||Globally, groundwater plays a major role in supplying drinking water for urban and rural
population and is used for irrigation to grow crops and in many industrial processes. A novel
self-learning random forest (SLRF) model is developed and validated for groundwater yield
zonation within the Yeondong Province in South Korea. This study was conducted with an
inventory data initially divided randomly into 70% for training and 30% for testing and 13
groundwater-conditioning factors. SLRF was optimized using Bayesian optimization method.
We also compared our method to other machine learning methods including support
vector machine (SVM), artificial neural networks (ANN), decision trees (DT), and voting
ensemble models. Model validation was accomplished using several methods, including a
confusion matrix, receiver operating characteristics, cross-validation, and McNemars test.

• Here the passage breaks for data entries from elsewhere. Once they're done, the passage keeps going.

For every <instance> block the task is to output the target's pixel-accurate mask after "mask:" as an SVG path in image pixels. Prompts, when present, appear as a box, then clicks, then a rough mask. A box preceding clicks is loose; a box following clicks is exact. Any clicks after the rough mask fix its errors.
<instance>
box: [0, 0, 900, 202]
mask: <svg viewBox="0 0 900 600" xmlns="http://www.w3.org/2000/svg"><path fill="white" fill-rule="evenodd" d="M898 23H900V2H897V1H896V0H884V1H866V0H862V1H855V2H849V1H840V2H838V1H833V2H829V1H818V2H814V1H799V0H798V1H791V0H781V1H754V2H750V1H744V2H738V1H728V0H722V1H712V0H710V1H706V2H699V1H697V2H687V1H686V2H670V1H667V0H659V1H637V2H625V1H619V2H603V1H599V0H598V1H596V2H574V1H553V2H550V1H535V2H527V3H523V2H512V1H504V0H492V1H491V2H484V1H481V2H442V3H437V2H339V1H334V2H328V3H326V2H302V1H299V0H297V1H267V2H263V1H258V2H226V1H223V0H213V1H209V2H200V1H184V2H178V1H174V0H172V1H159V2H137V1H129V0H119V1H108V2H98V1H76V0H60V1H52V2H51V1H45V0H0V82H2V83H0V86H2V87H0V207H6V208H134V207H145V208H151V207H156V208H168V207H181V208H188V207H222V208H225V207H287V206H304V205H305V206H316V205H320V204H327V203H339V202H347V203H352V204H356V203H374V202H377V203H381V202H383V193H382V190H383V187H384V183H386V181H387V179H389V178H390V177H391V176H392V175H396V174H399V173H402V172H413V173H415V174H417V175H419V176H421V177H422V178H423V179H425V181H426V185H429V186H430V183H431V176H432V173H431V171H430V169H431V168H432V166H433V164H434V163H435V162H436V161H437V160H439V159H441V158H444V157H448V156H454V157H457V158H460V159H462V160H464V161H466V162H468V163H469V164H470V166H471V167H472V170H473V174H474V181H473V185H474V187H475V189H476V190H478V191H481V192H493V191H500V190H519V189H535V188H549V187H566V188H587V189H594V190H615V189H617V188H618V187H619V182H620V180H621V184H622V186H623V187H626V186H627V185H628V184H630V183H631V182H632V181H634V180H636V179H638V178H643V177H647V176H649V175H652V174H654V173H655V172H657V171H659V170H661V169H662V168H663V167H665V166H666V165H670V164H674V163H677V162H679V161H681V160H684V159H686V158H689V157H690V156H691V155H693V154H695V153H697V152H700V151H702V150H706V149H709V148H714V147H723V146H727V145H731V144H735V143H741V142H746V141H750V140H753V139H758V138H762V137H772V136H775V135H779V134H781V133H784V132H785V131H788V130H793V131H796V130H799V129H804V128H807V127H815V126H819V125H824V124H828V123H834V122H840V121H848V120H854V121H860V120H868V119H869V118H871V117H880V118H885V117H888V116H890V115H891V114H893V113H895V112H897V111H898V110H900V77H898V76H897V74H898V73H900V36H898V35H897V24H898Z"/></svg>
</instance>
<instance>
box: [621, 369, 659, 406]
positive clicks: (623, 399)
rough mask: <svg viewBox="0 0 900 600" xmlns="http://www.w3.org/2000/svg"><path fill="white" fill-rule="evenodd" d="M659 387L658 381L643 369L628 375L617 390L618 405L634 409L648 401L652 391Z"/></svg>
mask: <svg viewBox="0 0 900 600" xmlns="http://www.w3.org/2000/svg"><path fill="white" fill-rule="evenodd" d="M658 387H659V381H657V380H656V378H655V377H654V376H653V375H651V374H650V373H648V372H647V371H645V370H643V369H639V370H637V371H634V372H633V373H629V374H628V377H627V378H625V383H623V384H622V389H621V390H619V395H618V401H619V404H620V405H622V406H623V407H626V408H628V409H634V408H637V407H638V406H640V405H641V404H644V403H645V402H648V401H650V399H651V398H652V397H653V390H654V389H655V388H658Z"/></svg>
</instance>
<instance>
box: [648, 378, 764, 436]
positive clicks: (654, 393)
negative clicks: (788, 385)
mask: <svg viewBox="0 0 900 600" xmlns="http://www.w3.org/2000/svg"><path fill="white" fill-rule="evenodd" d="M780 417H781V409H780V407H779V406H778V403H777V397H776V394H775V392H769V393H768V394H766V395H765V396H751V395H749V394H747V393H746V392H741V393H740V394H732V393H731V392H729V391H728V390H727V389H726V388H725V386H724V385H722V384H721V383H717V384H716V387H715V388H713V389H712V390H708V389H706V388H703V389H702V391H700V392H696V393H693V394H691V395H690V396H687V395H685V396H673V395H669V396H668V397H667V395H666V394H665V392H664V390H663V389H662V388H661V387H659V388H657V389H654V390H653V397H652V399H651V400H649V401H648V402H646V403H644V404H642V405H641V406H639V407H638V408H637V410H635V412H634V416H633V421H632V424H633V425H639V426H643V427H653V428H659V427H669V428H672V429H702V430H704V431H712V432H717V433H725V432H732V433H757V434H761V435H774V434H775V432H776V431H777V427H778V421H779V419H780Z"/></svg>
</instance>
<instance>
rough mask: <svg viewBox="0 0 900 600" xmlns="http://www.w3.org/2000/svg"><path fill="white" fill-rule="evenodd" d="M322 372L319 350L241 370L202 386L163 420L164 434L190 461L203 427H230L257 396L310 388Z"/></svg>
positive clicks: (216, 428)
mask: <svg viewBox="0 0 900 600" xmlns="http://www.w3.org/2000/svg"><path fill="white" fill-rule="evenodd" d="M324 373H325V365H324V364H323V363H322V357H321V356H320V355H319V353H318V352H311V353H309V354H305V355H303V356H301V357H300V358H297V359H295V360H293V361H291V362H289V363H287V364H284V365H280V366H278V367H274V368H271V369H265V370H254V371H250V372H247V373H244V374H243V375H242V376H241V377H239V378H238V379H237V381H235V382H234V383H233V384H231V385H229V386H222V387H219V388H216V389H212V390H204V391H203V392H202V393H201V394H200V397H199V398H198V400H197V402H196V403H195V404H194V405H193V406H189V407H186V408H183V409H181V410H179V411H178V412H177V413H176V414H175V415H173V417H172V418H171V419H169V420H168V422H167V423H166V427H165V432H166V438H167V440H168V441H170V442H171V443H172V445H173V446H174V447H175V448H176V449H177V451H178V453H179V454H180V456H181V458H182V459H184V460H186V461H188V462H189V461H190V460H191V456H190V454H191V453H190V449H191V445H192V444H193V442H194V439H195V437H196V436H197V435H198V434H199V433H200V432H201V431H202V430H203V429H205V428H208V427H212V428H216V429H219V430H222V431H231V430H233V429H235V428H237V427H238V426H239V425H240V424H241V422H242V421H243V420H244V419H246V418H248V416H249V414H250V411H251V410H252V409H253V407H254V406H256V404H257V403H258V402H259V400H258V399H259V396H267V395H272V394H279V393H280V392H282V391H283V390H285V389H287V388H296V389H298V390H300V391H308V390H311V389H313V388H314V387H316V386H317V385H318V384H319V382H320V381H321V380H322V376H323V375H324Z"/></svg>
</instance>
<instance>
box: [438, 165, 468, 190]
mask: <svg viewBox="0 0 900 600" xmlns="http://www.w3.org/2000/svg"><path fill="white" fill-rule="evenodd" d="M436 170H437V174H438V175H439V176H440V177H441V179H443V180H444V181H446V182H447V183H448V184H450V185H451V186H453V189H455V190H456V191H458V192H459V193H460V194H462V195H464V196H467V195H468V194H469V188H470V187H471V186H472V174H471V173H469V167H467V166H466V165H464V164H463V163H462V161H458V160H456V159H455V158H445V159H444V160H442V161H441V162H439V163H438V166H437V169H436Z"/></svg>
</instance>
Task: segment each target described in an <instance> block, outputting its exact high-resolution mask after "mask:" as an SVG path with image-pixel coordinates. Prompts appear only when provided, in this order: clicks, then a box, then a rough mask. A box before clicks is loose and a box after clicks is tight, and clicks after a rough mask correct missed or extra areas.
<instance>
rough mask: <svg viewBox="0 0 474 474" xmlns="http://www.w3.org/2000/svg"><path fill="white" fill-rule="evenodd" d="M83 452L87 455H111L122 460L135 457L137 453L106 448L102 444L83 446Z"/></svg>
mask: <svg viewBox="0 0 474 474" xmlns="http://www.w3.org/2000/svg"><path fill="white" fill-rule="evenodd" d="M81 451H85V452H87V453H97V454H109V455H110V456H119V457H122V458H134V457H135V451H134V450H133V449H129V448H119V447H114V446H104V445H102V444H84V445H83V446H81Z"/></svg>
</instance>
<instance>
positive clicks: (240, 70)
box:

Our proposed self-learning method improves random forest (RF) generalization performance
by about 23%, with SLRF success rates of 0.76 and prediction rates of 0.83. In
addition, the optimized SLRF performed better [according to a threefold cross-validated
AUC (area under curve) of 0.75] than that using randomly initialized parameters (0.57).
SLRF outperformed all of the other models for the testing dataset (RF, SVM, ANN, DT,
and Voted ANN-RF) when the overall accuracy, prediction rate, and cross-validated AUC
metrics were considered. The SLRF also estimated the contribution of individual groundwater
conditioning factors and showed that the three most influential factors were geology
(1.00), profile curvature (0.97), and TWI (0.95). Overall, SLRF effectively modeled
groundwater potential, even within data-scarce regions.